Bringing a new opera from concept to production is a very complicated process, and one which opera companies undertake with great trepidation because of the expense. New York’s Metropolitan Opera has taken on a huge challenge with Philip Glass’s Satyagraha, which opened last week, but commissioning new operatic works is not just for the big boys. Regional companies are making a concerted effort to add to the operatic repertory with lesser-known but equally deserving composers.

Princeton composer Peter Westergaard is no stranger to the operatic genre; his adaptations of The Tempest and Moby Dick were brought to the stage by Princeton companies. Dr. Westergaard was faced with a new challenge in the fall of 2007, when Philadelphia’s Center City Opera commissioned an adaptation of The Always Present Present, a collection of letters and poems by Princeton residents and literature mavens Theodore and Renée Weiss. Unlike his other operas, in which he was able to finish the score and then sought a performance venue, Dr. Westergaard was given a deadline for the completion of the score for this production. As described last week in this paper, the operatic treatment of The Always Present Present sprang from a longtime friendship between Ms. Weiss (who provided the libretto) and Dr. Westergaard. Sunday afternoon’s workshop/ performance in the Innovation Studio of Philadelphia’s Kimmel Center for the Performing Arts showed a one-act operatic work-in-progress, but one which has made its way through the compositional process with care and an eye toward creating a musical product which works.

The Kimmel Center’s Innovation Studio was designed as a small space for experimental productions and the 75 or so seats in the room quickly filled with friends of both composer and librettist. The room was also designed as a chorus rehearsal hall, and soprano Shira Lissek and baritone Jason Switzer, singing the roles of R and T (representing the Weisses) had no trouble conveying text and music.

The Always Present Present was conceived in its operatic form for two singers, two instrumentalists, and two dancers, with each pair conveying a level of communication between the couple in the style of a memory play. Ms. Lissek and Mr. Switzer took their places dressed in clothes replicating their collegiate lives in the late 1930s and sat at simple desks and chairs, reliving one-and-a-half years of their lives condensed into a 50-minute opera. The two instrumentalists, violinists Yuri Segawa and cellist Anamarie Achitei, along with pianist Jody Schum, created a musical atmosphere to match each of the letters and each crisis which the young couple faced. There were no dancers for Sunday’s performance, but when added, the dancers will also reflect each character’s image of the other.

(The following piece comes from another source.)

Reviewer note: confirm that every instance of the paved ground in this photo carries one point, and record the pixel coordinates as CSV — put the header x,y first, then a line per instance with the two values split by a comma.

With only three instruments and two singers to worry about, Dr. Westergaard composed music which was intricate but easy to listen to. Both singers seemed to sing their parts with ease, with Mr. Switzer especially resonant in the space. Ms. Lissek presented a light-hearted character, giving the impression that she was a lot of fun, and Mr. Switzer conveyed devotion to his character wife. Both characters mixed spoken and sung text well, and all three instrumentalists added effective musical touches to the scenes.

Even after decades of composing in all genres, Dr. Westergaard claimed this opera taught him new tricks. Music replicating 1930s New York City jazz permeated one scene and the final wedding scene was marked by klezmer effects from the violin and cello, both styles which Dr. Westergaard said were relatively new to him. For the final wedding scene, the composer was apparently inspired in part by the music of Abe Schwartz, an early twentieth-century violinist dubbed the “Klezmer King.”

Renée and Theodore Weiss’ life and love were from another era, reminiscent of a time when people took creative artists under their wing, presenting them in soirées and through publication. The Weisses introduced many writers to the public, and the operatic interpretation of The Always Present Present effectively offered a slice of what was behind the literature. This opera is apparently bound for full stage production next fall by Center City Opera, certainly a major coup for one of Princeton’s most esteemed composers.